A iniciativa ganha força em um momento crítico, marcado por recentes casos de intoxicação, inclusive com óbitos, causados pelo consumo de bebidas adulteradas com metanol. A medida busca, assim, coibir a prática e garantir maior segurança alimentar à população.
O projeto de lei em questão busca classificar como crime hediondo a adulteração de alimentos, caracterizada pela “adição de ingredientes quaisquer ao produto que possam causar risco à vida ou grave ameaça à saúde dos cidadãos”. A aprovação da proposta implicaria que o crime se tornaria inafiançável e insuscetível de graça, indulto ou anistia, além de impedir a concessão de fiança e liberdade provisória. Embora o projeto não aumente as penas, a legislação de crimes hediondos prevê punições de até 30 anos, com um regime de progressão mais lento.
Atualmente, a lei brasileira já considera hediondos crimes como tortura, tráfico de drogas, terrorismo, homicídio qualificado, latrocínio, extorsão qualificada pela morte, estupro, atentado violento ao pudor, epidemia com resultado morte, falsificação ou alteração de produtos terapêuticos ou medicinais, e genocídio.
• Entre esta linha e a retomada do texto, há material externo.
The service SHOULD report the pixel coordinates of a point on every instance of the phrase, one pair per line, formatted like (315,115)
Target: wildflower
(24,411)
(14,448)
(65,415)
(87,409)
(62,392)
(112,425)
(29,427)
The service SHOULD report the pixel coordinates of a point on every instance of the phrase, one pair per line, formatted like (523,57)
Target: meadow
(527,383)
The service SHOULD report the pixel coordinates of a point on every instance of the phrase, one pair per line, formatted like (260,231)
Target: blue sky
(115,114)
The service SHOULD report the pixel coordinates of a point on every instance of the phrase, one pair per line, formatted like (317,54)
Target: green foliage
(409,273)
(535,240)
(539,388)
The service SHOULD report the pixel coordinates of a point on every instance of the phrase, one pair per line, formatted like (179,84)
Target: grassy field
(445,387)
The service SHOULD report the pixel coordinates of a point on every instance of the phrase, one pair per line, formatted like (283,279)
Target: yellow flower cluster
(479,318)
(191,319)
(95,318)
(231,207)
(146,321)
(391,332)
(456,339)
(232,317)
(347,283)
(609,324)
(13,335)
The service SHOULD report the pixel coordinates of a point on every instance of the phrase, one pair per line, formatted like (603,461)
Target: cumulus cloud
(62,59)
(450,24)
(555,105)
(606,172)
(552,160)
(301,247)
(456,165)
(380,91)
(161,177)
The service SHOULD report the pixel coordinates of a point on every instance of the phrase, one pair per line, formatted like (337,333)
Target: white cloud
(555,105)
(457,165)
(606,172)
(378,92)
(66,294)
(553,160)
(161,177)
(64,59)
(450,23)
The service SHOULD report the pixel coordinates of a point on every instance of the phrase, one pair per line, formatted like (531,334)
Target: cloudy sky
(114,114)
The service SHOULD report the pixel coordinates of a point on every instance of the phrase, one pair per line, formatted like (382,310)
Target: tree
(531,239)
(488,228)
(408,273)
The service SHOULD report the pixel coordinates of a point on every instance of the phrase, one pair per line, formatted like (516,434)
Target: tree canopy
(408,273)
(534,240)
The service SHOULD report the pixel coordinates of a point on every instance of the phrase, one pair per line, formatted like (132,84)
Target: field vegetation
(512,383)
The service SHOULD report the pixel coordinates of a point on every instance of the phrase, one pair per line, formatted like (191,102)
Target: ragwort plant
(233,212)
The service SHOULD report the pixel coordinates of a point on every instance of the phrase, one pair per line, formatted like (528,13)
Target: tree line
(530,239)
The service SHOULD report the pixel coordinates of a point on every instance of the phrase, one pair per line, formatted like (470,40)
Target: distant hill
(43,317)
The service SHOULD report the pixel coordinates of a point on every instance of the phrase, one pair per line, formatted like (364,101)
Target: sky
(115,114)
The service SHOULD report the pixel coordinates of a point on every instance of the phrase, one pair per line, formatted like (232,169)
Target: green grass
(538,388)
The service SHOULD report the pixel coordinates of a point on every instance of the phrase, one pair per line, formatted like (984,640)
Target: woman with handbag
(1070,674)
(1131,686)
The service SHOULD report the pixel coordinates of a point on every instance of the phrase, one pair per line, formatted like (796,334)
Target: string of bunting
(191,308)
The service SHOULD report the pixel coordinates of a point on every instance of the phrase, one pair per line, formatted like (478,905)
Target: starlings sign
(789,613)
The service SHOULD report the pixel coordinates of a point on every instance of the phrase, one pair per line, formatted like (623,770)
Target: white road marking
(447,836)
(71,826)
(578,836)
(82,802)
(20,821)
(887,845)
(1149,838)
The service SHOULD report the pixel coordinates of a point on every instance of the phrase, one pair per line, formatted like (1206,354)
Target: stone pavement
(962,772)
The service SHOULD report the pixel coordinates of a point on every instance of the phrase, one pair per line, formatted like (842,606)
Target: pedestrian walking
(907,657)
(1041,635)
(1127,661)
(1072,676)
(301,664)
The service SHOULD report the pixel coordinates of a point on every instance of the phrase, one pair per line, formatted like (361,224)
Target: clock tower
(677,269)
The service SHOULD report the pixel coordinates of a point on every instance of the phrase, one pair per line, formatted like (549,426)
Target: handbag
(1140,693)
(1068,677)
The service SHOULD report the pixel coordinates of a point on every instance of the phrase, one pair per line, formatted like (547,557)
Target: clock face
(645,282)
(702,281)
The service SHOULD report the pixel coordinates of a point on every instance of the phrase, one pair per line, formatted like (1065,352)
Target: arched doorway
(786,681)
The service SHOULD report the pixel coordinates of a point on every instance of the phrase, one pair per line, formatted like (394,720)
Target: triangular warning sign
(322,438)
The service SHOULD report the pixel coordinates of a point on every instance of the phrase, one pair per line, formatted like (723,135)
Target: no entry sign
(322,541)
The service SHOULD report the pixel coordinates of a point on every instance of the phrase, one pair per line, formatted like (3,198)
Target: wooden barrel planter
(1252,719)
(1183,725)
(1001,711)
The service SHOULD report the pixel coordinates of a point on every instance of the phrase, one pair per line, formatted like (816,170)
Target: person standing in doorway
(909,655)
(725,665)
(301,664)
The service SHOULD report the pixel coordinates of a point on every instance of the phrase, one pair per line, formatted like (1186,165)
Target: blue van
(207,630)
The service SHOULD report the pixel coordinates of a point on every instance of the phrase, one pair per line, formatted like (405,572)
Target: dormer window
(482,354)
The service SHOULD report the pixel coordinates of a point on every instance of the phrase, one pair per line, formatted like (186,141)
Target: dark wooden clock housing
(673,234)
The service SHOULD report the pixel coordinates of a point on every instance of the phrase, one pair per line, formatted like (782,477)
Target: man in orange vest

O país enfrenta um aumento de notificações de casos suspeitos de intoxicação por metanol. Até o momento, foram registrados 26 casos, com a expectativa de que esse número aumente devido à intensificação das medidas de vigilância. Além dos casos em São Paulo, Pernambuco também investiga suspeitas. A urgência na votação reflete a preocupação com a saúde pública e a necessidade de medidas mais rigorosas para combater a adulteração de alimentos.